Bei dieser Großveranstaltung in der STATION Berlin sollten die Jugendlichen aus den Klassen sieben bis Q2 ihr Projektergebnis des Schulwettbewerbs und davon insbesondere ihre dort ausgestellte 1,4 mal 6,5 Meter große auffällige Acrylmalerei mit dem Titel "Nähen kann tödlich sein" den über dreitausend Gästen und Besuchern präsentieren. Zudem war am entsprechenden Stand der kurze Film der Kevelaerer zu sehen, der die Entstehung des Bildes dokumentiert, und von der Großpostkarte zur Acrylmalerei hatte der Veranstalter auf seine Kosten eine weitere Auflage von fünfhundert Exemplaren drucken lassen, die auslagen und in den Hallen verteilt wurden.

Die Mitglieder der Kunst-AG vor ihrem Stand

Rund einhundert Initiativen und Akteure aus dem gesamten Bundesgebiet luden in der Zukunftswerkstatt zum Mitmachen, Weiterdenken und Diskutieren ein. In Workshops, Talks und Zukunftsslams sowie einer Vielzahl von Erlebnisinseln und Sonderformaten ging es in der Zukunftswerkstatt darum, sich inspirieren zu lassen und gemeinsam über Ideen für eine bessere Welt ins Gespräch zu kommen.

Bundesentwicklungsminister Dr. Gerd Müller (linkes Bild links) ließ sich das Projektergebnis der Kevelaerer Gymnasiasten erläutern ebenso wie Bundesumweltministerin Dr. Barbara Hendricks (rechtes Bild rechts).

Auch Bundesentwicklungsminister Dr. Gerd Müller (li.) ließ sich das Projektergebnis der Kevelaerer Gymnasiasten erläutern und wurde vor ihrer Malerei vom ZDF interviewt. Die drei Siebtklässler der Kunst-AG erläuterten Bundesumweltministerin Dr. Barbara Hendricks (re.) ihre Acrylmalerei.
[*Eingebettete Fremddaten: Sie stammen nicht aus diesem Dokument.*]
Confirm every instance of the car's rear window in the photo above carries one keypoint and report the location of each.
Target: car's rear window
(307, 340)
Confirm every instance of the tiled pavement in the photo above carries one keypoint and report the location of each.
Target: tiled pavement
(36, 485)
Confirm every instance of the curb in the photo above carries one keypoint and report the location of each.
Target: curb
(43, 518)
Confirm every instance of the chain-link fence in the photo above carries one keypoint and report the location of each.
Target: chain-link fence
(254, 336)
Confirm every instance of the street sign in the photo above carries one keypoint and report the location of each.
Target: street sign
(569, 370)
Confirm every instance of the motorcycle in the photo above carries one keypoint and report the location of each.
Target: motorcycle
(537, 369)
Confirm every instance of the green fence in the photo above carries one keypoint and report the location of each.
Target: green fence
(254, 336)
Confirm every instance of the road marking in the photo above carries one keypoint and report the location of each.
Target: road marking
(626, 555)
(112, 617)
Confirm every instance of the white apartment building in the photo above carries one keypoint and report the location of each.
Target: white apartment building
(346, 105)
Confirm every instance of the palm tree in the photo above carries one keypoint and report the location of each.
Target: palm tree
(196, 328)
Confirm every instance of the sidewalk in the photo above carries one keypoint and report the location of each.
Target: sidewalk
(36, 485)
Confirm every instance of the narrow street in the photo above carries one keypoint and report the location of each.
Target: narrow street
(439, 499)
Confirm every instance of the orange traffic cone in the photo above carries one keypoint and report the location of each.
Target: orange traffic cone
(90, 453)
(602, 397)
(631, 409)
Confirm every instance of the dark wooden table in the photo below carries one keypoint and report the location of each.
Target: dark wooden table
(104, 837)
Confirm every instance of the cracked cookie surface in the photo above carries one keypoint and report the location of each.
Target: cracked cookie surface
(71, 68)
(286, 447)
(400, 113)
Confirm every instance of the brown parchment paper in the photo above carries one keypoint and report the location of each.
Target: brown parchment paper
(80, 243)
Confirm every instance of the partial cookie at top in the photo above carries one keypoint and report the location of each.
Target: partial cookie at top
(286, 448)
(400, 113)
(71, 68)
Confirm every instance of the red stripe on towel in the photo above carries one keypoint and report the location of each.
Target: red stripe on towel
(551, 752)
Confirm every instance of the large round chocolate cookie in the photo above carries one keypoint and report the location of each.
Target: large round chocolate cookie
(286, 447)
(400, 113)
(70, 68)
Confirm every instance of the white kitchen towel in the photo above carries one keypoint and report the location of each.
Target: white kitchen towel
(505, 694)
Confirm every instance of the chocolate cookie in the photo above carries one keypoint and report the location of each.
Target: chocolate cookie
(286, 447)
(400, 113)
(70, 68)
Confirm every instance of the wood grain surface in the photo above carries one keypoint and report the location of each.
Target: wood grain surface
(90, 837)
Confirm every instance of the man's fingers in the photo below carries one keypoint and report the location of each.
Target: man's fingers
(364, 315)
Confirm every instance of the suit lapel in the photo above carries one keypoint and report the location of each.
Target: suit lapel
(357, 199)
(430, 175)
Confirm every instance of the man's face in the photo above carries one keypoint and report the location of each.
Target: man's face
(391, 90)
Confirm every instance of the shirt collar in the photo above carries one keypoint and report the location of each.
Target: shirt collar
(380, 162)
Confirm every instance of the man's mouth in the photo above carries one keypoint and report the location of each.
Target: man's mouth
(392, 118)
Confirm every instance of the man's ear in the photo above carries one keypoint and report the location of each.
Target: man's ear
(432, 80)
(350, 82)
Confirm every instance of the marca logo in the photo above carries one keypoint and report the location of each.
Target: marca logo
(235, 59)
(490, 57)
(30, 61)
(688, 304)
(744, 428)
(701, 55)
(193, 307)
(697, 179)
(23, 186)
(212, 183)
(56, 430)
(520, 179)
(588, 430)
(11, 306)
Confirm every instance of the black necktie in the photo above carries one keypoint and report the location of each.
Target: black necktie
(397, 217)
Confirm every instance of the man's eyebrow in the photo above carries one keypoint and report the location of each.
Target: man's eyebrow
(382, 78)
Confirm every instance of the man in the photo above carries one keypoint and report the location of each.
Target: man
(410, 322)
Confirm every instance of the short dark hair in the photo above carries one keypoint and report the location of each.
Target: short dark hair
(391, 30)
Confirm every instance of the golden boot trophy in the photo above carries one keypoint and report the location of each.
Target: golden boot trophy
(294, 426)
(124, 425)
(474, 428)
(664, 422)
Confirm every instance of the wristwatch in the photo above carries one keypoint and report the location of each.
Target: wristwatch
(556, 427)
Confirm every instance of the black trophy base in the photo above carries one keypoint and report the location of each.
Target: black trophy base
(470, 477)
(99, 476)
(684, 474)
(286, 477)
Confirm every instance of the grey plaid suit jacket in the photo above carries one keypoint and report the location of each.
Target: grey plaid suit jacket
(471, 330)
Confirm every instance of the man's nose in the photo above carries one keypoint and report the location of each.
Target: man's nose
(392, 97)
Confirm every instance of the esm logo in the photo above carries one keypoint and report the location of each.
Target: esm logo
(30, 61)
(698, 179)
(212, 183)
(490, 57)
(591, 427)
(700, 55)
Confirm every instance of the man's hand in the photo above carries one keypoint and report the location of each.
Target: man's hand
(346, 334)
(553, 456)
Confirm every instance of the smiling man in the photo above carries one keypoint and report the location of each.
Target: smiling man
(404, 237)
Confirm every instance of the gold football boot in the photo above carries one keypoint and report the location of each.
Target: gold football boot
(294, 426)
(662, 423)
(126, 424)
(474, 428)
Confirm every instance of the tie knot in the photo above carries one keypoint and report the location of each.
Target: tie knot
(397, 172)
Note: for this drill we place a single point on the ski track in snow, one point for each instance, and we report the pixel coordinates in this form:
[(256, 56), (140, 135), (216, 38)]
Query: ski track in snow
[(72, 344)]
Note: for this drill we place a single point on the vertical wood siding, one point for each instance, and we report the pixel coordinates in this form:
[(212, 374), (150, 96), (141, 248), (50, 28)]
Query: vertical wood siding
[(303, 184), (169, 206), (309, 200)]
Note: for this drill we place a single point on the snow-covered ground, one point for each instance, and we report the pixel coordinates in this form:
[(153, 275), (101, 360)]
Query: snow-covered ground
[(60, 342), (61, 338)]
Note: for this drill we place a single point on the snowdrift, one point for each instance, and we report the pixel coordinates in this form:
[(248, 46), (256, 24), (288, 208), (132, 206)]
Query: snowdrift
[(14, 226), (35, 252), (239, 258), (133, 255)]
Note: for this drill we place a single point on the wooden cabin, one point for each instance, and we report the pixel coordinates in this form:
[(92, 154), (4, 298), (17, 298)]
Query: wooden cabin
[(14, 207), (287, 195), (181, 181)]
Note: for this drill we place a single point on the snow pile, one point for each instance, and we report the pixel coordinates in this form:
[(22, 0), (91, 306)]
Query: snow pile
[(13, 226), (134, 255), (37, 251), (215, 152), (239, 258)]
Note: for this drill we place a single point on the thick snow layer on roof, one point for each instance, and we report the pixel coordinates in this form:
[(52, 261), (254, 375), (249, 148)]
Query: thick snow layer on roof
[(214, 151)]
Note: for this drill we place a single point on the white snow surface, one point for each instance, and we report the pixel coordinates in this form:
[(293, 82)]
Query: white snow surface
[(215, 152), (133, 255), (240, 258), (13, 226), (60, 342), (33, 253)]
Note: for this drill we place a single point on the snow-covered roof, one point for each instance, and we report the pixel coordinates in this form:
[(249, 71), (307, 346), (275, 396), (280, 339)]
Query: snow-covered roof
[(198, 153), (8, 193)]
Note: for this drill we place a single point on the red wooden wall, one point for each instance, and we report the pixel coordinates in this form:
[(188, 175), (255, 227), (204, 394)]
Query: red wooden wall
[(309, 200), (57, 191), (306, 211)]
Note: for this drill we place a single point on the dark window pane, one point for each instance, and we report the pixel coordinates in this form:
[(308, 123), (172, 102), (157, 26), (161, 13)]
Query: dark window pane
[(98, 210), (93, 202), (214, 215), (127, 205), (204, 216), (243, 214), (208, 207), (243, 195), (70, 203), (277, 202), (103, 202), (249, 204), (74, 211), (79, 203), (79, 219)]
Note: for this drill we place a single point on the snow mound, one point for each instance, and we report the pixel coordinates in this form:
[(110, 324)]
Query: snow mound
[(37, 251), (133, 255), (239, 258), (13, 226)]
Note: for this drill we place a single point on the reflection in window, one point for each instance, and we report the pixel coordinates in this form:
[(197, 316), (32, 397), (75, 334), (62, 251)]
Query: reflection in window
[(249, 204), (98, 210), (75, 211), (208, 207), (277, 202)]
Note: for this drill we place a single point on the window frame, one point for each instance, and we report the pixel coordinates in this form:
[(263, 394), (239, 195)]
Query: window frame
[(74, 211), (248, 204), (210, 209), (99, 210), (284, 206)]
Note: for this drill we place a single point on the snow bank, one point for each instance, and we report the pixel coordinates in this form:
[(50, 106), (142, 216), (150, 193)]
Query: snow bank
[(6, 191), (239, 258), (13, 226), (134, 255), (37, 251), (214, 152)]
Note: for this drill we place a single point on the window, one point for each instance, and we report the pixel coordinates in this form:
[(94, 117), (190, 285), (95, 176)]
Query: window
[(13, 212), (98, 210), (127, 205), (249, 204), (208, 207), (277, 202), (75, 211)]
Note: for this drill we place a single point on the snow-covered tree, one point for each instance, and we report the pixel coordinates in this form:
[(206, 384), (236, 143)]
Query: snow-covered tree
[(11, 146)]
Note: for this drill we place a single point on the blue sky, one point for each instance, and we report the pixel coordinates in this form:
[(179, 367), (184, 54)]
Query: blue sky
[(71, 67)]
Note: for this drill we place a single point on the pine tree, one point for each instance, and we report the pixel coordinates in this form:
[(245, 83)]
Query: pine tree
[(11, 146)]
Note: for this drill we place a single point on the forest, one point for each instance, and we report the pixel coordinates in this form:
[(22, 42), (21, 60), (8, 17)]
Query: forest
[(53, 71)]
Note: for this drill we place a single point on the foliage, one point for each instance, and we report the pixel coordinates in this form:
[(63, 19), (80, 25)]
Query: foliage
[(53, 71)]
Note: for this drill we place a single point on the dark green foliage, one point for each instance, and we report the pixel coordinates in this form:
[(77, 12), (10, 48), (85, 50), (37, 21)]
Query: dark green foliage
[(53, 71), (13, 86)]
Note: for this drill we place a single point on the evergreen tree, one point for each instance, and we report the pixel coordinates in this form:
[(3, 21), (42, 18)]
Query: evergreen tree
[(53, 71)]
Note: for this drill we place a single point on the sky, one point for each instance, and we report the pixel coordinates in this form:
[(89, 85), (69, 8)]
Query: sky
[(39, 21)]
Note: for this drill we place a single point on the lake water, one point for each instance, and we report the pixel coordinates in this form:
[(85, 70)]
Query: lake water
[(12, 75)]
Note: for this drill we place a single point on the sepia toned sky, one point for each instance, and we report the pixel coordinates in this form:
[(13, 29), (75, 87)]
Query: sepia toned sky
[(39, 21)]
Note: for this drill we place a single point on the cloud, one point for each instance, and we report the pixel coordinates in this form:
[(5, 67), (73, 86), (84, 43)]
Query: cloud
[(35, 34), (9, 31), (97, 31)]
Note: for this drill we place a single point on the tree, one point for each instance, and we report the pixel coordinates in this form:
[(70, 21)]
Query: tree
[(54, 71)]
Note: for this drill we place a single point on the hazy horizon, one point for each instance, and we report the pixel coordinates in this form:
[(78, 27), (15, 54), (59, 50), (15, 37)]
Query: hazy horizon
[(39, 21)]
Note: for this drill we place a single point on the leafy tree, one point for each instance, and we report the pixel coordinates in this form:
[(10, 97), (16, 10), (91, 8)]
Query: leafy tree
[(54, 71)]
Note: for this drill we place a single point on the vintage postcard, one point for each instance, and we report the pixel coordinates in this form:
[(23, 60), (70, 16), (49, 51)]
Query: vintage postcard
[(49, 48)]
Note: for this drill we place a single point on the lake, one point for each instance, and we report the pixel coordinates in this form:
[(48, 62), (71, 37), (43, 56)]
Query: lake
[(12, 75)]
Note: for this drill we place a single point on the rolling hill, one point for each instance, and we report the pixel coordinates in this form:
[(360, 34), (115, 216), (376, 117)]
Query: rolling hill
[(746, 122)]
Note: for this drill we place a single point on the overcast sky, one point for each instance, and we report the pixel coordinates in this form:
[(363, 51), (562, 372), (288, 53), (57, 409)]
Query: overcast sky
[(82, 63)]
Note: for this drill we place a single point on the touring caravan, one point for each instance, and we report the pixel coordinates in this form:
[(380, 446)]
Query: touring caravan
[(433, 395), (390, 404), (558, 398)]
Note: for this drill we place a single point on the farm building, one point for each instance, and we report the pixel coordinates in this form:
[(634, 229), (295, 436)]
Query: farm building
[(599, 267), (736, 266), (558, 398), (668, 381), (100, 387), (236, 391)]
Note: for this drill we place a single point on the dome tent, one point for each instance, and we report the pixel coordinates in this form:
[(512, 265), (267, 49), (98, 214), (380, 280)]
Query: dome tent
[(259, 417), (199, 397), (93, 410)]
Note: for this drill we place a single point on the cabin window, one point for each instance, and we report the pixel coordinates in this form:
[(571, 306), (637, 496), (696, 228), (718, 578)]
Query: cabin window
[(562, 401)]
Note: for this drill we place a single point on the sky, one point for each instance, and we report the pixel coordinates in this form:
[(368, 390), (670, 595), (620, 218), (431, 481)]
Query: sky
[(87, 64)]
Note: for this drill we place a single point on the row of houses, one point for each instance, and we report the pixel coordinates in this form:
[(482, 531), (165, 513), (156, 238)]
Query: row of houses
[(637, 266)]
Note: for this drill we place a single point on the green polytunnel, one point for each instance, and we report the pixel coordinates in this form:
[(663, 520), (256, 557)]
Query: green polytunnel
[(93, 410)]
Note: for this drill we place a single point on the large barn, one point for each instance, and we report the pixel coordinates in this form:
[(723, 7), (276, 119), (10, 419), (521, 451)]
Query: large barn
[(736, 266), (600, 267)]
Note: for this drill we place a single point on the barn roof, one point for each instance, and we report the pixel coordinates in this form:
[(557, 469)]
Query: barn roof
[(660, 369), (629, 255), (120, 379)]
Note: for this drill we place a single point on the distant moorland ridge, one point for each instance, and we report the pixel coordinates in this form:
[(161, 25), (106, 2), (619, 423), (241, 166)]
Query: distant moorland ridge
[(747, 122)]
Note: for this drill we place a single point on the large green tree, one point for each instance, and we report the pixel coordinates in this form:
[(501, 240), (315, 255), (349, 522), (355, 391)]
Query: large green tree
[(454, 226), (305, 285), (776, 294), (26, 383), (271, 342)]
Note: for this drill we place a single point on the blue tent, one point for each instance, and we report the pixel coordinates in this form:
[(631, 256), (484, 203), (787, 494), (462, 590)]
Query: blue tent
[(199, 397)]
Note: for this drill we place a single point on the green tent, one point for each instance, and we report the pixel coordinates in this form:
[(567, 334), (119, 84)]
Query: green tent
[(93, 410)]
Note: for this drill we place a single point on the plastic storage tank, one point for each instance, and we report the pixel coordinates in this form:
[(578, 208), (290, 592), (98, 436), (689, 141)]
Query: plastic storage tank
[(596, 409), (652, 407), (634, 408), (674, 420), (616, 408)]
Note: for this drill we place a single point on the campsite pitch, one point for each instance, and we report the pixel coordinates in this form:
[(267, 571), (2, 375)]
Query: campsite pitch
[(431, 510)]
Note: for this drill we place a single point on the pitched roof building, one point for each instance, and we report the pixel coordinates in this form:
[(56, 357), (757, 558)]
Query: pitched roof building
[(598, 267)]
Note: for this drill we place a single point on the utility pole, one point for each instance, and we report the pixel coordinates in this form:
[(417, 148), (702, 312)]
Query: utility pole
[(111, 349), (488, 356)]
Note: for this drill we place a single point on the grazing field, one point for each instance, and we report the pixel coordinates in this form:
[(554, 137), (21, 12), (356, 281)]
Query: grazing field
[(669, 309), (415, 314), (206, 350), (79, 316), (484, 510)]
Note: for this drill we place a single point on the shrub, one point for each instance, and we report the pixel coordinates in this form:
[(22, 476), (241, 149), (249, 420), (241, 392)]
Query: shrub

Bundeskanzlerin Angela Merkel

Höhepunkt des umfangreichen Programms, bei dem die Teilnehmer auch viele prominente Politiker wie Bundesarbeitsministerin Andrea Nahles, Bundesumweltministerin Barbara Hendricks, Kanzleramtsminister Peter Altmeier oder Landwirtschaftsminister Christian Schmidt in offenen Diskussionsrunden live erleben konnten, war die öffentliche Übergabe der Zukunftscharta an die Bundeskanzlerin Angela Merkel, die sich bei allen Teilnehmern und Gästen vor allem bei den vielen anwesenden Schülern und Studenten mit dem Apell bedankte, sie sollten sich auch weiterhin so engagiert für unsere Zukunft und die Eine Welt einsetzen.
Die Charta ist das Ergebnis eines intensiven nationalen Dialogprozesses mit zahlreichen Bürgerinnen und Bürgern, die sich durch Veranstaltungen in ganz Deutschland und auf www.zukunftscharta.de beteiligt haben. Sie enthält gemeinsame Prioritäten für die Entwicklungszusammenarbeit und den Auftakt zur Umsetzung im Entwicklungsjahr 2015.
Die zweistündige Veranstaltung, die Dunja Hayali moderierte, wurde mit Livemusikbeiträgen der aus Ghana stammenden Popsängerin Ivy Quainoo, der Siegerin von The Voice of Germany aufgelockert.